Friday, December 6, 2013

Background Check on The Kill Fever (Wolf) by Dean Breckenridge

Under another name he told some tales I enjoyed. Now he is back as Dean Breckenridge with a new hardboiled series. I got a Background Check on his  book, The Kill  Fever is about. It will be sure to appeal to fans of my Mike Dalmas shorts.

Tell us what The Kill Fever is about.
I wanted to do something short and punchy and make it like the men's adventure books of the '70s and the hard-boiled of the '30s....so I created a sort of "Have Gun, Will Travel" for the inner city, featuring a character named Wolf. Nobody knows where he came from or why he chose the city, but he has connections with the cops and the crooks and always helps the underdog.

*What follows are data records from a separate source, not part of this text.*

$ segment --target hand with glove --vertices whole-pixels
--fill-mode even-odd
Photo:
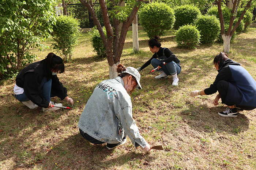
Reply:
[[[190,94],[190,96],[191,97],[198,97],[200,96],[199,92],[199,90],[195,90],[195,91],[191,91],[191,93]]]
[[[73,99],[71,99],[70,98],[69,98],[68,96],[67,96],[65,98],[65,99],[66,99],[66,101],[67,102],[70,103],[72,104],[72,105],[74,105],[74,101],[73,100]]]
[[[147,144],[144,148],[143,148],[140,146],[140,149],[143,152],[150,152],[152,149],[150,149],[150,146],[149,144]]]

How long did it take you to write the novel?
More like a novella....it's only 20,000 words....and it took me two weeks to write. I spent another six months making it presentable.

Did it take a lot of research?
No. I made up the city,
 the political structure, the gang structure, etc.

Where did you come up with the plot, what inspired you?
The plot is pretty simple, somebody is killing gangsters to start a mob war and Wolf wants it to stop, and the inspiration was thinking of the first paragraph as a way to hook the reader and get things going. Bodies in the streets, cops all around, what happened and who did it happen to....

Which scenes did you enjoy writing the most?
The hardest scene for me came in the middle of the book, where Wolf and another character are trapped, and I had to come up with a way to get them untrapped. I think my solution was ridiculous, but it worked and was fun to write.

Who is your favorite among the characters in the novel?
Wolf, the hero, of course; I also like his cop contact, John Callaway, who isn't sure Wolf is a good guy but knows he isn't a bad guy, either.

Is there anything else you'd like to say about the novel?
It's the first in a series and #2  (free today) is out now as well; I'm about to begin typing #3.